Asumamos que el veto es viable y que el presidente efectivamente lo utiliza. En ese caso, la Asamblea Nacional difícilmente podría insistir en su posición original pues para ello requeriría el voto de dos terceras partes de los legisladores. Observada la votación suscitada hace unos días y considerando que la posición de las personas en temas con una fuerte carga valórica es más difícil que varíe en el cortísimo plazo (la Asamblea Nacional debería conocer el veto en un plazo máximo de 30 días), lo esperable es el allanamiento de la legislatura a la objeción presidencial. Inicialmente, este resultado no sólo implicaría un triunfo político del Ejecutivo respecto a la Asamblea Nacional sino también la posibilidad de reducir el conflicto generado con organizaciones feministas y diferentes sectores sociales que han rechazado la posición asumida por la legislatura. Sin embargo, los costos políticos de asumir esa decisión no son menores.

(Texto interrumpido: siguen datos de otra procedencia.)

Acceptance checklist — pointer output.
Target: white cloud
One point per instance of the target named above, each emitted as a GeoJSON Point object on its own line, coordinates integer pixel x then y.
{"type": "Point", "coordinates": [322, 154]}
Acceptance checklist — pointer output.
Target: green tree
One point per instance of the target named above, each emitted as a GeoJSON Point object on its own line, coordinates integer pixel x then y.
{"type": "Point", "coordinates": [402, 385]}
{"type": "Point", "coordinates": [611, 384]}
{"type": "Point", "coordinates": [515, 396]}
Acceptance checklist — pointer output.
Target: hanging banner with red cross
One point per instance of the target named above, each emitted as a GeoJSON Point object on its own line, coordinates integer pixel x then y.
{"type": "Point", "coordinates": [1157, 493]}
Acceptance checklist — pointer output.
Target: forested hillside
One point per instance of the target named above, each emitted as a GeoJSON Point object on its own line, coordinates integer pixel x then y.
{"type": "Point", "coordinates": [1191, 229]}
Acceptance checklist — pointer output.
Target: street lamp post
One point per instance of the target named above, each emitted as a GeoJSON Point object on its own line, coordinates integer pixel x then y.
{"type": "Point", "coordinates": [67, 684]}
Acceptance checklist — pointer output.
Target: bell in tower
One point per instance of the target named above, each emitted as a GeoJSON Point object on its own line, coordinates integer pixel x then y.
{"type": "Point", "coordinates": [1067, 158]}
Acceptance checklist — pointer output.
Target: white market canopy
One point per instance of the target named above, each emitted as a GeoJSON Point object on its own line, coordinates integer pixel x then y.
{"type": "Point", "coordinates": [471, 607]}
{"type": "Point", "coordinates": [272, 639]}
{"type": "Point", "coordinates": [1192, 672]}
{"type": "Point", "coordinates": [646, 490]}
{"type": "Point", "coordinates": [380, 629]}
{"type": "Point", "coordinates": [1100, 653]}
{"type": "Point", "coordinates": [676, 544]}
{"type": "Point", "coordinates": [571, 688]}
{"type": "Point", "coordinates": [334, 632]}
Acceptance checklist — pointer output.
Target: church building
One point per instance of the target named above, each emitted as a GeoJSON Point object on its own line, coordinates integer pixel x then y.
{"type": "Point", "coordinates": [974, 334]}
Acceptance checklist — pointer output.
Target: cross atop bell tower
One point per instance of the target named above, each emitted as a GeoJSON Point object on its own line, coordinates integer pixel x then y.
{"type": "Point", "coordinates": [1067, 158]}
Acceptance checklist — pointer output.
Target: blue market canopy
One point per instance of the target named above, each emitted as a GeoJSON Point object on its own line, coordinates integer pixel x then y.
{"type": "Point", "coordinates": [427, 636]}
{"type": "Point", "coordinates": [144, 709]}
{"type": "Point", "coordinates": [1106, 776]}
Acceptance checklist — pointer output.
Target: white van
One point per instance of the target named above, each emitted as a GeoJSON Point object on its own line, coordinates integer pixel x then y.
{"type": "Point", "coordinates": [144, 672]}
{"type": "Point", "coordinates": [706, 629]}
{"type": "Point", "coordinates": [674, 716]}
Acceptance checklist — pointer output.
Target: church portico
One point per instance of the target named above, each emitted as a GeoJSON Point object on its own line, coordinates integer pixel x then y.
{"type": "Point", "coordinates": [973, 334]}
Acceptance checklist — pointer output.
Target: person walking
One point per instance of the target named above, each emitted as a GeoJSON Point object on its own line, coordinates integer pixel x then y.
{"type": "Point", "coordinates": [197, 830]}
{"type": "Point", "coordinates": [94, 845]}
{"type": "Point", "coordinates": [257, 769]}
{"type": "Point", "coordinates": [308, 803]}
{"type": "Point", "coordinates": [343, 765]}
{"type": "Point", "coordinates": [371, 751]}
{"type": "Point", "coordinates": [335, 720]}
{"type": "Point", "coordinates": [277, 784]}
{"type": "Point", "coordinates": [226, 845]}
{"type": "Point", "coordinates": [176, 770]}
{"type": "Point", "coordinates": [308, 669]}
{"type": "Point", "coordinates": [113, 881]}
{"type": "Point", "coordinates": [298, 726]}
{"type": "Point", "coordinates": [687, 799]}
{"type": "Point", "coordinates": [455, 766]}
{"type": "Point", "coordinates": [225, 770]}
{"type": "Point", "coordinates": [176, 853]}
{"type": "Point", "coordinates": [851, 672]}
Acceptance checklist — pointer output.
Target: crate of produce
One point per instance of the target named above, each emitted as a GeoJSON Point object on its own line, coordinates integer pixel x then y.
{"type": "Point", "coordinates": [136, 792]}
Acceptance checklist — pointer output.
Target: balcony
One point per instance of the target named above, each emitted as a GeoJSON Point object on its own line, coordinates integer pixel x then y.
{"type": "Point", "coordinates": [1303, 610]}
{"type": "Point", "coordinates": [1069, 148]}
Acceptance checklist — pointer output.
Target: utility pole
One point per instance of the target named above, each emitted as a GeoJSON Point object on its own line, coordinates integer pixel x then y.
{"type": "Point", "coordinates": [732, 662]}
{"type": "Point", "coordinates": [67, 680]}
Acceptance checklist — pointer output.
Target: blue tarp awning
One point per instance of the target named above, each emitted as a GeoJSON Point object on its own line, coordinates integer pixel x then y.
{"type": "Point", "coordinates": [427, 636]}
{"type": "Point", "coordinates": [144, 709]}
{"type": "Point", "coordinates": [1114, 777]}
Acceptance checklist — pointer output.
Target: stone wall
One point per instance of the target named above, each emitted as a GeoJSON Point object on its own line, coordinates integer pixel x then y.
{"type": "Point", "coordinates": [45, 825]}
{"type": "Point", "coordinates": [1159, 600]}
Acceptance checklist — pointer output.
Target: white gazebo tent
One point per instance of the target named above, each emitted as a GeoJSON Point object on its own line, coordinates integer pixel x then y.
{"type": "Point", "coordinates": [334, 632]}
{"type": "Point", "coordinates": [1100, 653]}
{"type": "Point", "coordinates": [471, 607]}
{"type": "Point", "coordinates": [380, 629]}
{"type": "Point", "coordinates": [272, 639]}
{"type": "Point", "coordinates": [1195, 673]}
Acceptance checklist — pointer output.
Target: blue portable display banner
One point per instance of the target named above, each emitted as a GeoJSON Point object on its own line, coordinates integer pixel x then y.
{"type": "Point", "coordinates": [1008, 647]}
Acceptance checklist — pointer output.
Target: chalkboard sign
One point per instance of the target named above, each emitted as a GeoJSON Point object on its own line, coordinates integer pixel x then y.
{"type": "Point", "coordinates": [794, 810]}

En efecto, la objeción presidencial implicaría no sólo distanciarse de CREO sino también de una facción importante del PSC y de otros sectores legislativos que, aunque minoritarios, cuentan. Desde el lado de la bancada oficialista, el veto lo único que conseguiría es hacer más evidente la desbandada de intereses del otrora poderoso Alianza País y de ninguna manera reduciría el oportunismo político que allí campea. En las calles, las marchas de los pañuelos verdes serían pronto reemplazadas por las de las sotanas, que en Ecuador asumen aún que la vida política es tal cual sucedía en la Edad Media. Todo ello mediado por un factor determinante: el Ejecutivo requiere los votos de una amplia mayoría legislativa para aprobar las reformas estructurales anunciadas desde hace varias semanas atrás. Sin PSC y CREO ese objetivo es prácticamente inalcanzable pues en ese tema el gobierno no cuenta con los votos de la bancada de la Revolución Ciudadana y tampoco con los de varios legisladores del propio Alianza País.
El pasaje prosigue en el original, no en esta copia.